I wrote a simple multithreaded application in Rust to add the numbers from 1 to x. (I know there is a formula for this, but the point was to write some multi threaded code in Rust, not to get the outcome.) It worked fine, but after I refactored it to a more functional style instead of imperative, there was no more speedup from multithreading. When inspecting the CPU usage, it appears that only one core is used of my 4 core / 8 thread CPU. The original code has 790% CPU usage, while the refactored version only has 99%.
The original code:
use std::thread;
fn main() {
let mut handles: Vec<thread::JoinHandle<u64>> = Vec::with_capacity(8);
const thread_count: u64 = 8;
const batch_size: u64 = 20000000;
for thread_id in 0..thread_count {
handles.push(thread::spawn(move || {
let mut sum = 0_u64;
for i in thread_id * batch_size + 1_u64..(thread_id + 1) * batch_size + 1_u64 {
sum += i;
}
sum
}));
}
let mut total_sum = 0_u64;
for handle in handles.into_iter() {
total_sum += handle.join().unwrap();
}
println!("{}", total_sum);
}
The refactored code:
use std::thread;
fn main() {
const THREAD_COUNT: u64 = 8;
const BATCH_SIZE: u64 = 20000000;
// spawn threads that calculate a part of the sum
let handles = (0..THREAD_COUNT).map(|thread_id| {
thread::spawn(move ||
// calculate the sum of all numbers from assigned to this thread
(thread_id * BATCH_SIZE + 1 .. (thread_id + 1) * BATCH_SIZE + 1)

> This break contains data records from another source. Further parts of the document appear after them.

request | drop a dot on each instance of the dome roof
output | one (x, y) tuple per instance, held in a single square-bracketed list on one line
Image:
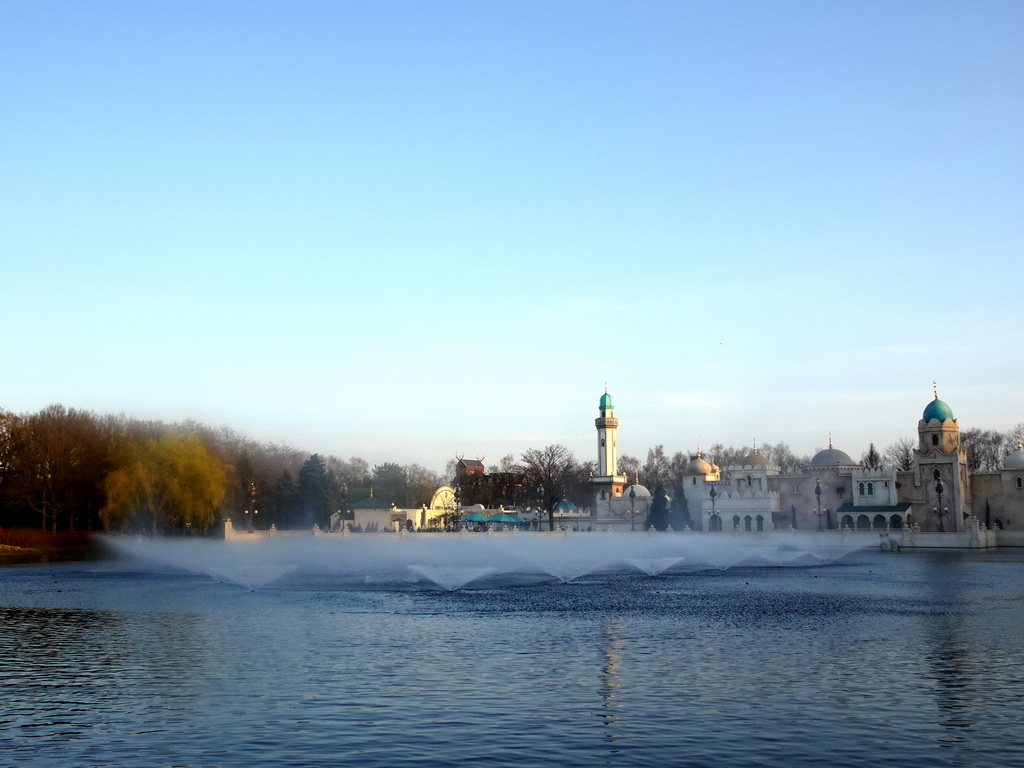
[(698, 466), (755, 459), (832, 458), (1016, 459), (937, 409), (640, 491)]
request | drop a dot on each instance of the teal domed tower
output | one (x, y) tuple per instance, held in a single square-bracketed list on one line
[(940, 484), (607, 482), (937, 410)]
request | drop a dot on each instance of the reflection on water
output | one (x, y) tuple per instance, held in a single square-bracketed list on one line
[(889, 659), (612, 651)]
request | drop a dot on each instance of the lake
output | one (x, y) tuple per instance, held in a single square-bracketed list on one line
[(875, 658)]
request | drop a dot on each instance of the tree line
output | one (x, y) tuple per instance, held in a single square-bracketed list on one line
[(64, 469)]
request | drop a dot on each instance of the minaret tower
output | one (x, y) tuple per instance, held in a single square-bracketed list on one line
[(607, 482)]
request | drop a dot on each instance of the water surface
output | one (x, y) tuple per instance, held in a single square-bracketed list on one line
[(877, 659)]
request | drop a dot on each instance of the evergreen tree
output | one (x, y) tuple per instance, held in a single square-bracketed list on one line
[(314, 494), (657, 517)]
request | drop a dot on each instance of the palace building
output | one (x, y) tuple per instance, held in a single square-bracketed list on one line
[(832, 493)]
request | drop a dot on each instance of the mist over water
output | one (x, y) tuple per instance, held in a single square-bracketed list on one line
[(479, 560), (516, 650)]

.fold(0_u64,|sum, number| sum + number))
});
// add the parts of the sum together to get the total sum
let sum = handles.fold(0_u64, |sum, handle| sum + handle.join().unwrap());
println!("{}", sum);
}
the outputs of the programs are the same (12800000080000000), but the refactored version is 5-6 times slower.
It appears that iterators are lazily evaluated. How can I force the entire iterator to be evaluated? I tried to collect it into an array of type [thread::JoinHandle<u64>; THREAD_COUNT as usize]
, but I then I get the following error:
--> src/main.rs:14:7
|
14 | ).collect::<[thread::JoinHandle<u64>; THREAD_COUNT as usize]>();
| ^^^^^^^ a collection of type `[std::thread::JoinHandle<u64>; 8]` cannot be built from `std::iter::Iterator<Item=std::thread::JoinHandle<u64>>`
|
= help: the trait `std::iter::FromIterator<std::thread::JoinHandle<u64>>` is not implemented for `[std::thread::JoinHandle<u64>; 8]`
Collecting into a vector does work, but that seems like a weird solution, because the size is known up front. Is there a better way then using a vector?